Pennsylvania Governor Tom Wolf: I Support an Unlimited “Right” to Kill Babies in Abortions

State   |   Micaiah Bilger   |   May 28, 2021   |   11:24AM   |   Harrisburg, Pennsylvania

Pennsylvania Gov. Tom Wolf assured pro-abortion lawmakers Thursday that he will “uphold Pennsylvanians’ right” to abort their unborn babies without limits.

Penn Watch reports Wolf spoke at a press conference hosted by the Pennsylvania Women’s Health Caucus to criticize three pro-life bills that advanced in the state House earlier this week. Joining him was state Attorney General Josh Shapiro, who tried to force nuns to pay for contraception that may cause abortions in their employee health plans.

“I am reaffirming my commitment to uphold Pennsylvanians’ right to make their own health decisions,” Wolf said. “Politics do not belong in a doctor’s office, and there is absolutely no place for politicians to come between an individual and their doctor.”

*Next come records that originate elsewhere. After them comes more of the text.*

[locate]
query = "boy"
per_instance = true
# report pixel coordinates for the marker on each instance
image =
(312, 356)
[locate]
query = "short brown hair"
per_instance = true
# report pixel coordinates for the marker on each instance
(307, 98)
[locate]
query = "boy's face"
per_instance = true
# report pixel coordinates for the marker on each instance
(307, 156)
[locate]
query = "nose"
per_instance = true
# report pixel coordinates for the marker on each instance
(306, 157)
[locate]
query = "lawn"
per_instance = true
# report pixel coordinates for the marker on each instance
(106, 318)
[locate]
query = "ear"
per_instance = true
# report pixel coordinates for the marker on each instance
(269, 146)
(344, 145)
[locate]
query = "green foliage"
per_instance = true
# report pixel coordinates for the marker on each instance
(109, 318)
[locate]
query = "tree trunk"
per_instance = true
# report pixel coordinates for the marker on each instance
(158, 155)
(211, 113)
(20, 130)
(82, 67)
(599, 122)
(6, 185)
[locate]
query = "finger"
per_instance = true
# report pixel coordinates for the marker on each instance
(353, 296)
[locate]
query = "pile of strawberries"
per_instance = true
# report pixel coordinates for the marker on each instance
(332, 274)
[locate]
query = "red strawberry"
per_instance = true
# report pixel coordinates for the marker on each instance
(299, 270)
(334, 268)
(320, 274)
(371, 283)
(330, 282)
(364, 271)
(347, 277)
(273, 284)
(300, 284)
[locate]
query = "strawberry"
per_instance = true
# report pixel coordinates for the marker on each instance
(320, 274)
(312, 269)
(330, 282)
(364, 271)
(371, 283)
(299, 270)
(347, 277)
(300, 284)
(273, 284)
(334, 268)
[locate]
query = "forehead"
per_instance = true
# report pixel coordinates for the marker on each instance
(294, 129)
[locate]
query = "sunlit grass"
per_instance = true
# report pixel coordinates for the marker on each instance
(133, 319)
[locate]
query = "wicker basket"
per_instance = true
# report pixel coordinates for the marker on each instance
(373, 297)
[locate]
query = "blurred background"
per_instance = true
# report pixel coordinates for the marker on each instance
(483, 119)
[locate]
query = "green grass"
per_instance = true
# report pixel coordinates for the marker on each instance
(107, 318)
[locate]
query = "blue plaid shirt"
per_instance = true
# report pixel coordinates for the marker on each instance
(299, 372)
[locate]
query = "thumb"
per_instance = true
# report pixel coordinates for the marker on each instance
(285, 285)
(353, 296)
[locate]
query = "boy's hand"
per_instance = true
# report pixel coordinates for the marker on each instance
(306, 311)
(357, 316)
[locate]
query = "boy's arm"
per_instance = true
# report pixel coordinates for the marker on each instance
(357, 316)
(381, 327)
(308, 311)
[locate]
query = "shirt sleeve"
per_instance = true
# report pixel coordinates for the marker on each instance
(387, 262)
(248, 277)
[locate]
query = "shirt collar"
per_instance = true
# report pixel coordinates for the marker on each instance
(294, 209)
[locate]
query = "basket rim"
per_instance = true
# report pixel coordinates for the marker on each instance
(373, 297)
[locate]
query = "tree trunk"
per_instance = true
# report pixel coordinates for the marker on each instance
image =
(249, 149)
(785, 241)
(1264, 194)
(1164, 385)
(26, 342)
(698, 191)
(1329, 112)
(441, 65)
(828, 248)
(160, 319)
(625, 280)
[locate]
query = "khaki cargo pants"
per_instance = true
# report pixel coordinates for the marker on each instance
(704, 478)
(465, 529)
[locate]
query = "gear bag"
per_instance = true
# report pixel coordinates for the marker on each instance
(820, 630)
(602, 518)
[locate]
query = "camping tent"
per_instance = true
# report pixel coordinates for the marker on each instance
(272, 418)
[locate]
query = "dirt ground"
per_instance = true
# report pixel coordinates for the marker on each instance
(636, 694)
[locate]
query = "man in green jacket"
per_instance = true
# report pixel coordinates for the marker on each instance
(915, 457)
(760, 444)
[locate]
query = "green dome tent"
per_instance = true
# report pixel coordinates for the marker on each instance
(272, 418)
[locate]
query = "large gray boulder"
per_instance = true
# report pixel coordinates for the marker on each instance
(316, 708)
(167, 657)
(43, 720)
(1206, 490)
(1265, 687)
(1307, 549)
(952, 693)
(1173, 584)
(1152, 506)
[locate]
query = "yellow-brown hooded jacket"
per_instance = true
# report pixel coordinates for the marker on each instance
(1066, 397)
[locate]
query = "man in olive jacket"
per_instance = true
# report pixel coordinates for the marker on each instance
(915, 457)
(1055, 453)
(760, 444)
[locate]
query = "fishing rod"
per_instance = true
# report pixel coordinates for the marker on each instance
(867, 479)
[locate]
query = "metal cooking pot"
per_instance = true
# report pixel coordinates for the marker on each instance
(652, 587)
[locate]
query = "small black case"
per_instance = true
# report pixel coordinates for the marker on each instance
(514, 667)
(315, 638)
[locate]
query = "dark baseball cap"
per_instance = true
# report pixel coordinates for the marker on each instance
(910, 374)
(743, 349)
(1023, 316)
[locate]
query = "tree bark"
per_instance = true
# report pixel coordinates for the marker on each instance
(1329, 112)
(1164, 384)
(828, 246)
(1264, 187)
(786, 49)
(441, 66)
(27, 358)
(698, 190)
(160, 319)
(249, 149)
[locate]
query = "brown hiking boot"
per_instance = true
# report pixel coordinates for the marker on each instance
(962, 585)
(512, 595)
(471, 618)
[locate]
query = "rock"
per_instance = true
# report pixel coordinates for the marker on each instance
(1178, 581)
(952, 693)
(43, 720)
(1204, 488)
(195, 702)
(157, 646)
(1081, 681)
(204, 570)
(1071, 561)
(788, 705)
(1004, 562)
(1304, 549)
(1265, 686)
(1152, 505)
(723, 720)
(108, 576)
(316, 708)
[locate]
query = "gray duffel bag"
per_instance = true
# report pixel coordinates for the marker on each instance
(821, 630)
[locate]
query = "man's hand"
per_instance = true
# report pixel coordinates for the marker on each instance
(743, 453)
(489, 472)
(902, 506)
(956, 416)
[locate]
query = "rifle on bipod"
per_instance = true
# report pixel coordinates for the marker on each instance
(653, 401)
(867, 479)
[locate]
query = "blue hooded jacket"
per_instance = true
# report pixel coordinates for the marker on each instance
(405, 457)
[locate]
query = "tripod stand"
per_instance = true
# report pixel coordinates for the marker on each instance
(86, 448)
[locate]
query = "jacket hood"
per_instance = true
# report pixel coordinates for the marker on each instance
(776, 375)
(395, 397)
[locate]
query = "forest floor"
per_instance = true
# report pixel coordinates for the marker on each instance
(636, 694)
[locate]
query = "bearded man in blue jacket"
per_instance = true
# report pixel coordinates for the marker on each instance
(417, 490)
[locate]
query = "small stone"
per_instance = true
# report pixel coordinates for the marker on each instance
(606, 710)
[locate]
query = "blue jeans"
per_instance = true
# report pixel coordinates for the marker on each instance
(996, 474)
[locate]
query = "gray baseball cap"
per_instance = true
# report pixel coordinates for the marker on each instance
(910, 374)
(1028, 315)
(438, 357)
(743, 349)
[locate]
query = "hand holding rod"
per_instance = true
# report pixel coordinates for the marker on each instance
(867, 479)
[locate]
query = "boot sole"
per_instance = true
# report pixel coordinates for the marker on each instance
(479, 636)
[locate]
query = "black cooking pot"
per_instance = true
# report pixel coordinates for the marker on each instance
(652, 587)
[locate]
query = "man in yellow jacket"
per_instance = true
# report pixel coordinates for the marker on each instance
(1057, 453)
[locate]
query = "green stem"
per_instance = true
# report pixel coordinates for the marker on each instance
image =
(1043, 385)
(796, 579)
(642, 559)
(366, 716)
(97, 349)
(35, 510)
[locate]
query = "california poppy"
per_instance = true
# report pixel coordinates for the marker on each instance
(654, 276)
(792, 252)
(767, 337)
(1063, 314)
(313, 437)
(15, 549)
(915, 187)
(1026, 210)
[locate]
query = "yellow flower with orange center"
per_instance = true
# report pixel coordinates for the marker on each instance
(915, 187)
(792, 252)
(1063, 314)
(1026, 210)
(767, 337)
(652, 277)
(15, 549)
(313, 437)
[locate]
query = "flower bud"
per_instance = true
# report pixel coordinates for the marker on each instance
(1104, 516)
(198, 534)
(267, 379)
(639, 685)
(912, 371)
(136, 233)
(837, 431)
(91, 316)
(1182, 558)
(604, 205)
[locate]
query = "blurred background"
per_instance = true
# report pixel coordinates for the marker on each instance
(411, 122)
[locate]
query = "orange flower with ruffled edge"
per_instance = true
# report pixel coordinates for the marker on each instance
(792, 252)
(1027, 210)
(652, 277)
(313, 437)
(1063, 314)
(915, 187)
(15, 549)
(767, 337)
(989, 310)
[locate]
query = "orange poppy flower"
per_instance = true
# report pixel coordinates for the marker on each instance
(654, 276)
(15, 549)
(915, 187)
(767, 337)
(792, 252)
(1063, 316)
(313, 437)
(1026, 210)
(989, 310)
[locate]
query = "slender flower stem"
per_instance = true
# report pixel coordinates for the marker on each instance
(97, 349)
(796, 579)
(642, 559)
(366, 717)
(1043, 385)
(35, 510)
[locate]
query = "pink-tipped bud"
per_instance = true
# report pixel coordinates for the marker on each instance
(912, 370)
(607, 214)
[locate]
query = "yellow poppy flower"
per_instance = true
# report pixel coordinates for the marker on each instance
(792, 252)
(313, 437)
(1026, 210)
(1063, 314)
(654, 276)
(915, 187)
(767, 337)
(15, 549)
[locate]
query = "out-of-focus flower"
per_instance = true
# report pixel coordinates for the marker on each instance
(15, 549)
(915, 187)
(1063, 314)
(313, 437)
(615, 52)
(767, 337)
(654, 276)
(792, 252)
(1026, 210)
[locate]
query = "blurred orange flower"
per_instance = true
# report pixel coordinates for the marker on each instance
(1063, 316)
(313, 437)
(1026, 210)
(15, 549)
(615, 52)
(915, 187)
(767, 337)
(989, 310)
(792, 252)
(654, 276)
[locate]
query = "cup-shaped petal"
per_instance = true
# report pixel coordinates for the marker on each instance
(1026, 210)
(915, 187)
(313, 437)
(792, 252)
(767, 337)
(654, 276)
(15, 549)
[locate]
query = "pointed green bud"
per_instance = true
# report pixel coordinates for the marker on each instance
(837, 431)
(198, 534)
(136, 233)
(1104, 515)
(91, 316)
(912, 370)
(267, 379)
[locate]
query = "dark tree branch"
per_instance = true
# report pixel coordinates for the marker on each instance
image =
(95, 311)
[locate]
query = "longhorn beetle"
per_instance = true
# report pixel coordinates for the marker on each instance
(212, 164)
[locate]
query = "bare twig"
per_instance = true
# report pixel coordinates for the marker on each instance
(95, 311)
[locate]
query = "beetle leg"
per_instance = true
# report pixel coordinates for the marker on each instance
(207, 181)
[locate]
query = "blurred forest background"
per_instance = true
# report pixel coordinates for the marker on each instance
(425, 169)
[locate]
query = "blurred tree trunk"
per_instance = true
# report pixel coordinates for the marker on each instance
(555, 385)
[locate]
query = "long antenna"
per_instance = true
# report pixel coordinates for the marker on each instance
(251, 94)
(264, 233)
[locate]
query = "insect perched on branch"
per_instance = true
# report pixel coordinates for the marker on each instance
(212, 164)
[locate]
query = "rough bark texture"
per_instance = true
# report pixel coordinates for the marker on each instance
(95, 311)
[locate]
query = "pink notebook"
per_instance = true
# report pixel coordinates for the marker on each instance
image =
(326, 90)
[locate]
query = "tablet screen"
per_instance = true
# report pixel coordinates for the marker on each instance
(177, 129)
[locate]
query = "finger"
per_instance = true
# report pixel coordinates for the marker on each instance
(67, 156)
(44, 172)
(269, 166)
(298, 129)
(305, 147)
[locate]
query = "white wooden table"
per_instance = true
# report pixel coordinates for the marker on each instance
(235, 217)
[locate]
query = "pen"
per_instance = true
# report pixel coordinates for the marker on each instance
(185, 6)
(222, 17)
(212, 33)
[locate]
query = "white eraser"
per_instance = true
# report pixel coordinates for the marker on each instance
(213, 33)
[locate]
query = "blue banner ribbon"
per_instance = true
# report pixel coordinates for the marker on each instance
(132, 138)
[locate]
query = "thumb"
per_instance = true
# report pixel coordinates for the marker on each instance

Earlier this week, the governor promised to veto any pro-life legislation that reaches his desk.

One of the bills that passed, the Down Syndrome Protection Act (state House Bill 1500), would prohibit discriminatory abortions on unborn babies with Down syndrome. It would add to a state law that already bans sex-selection abortions. Wolf vetoed an identical bill in 2019.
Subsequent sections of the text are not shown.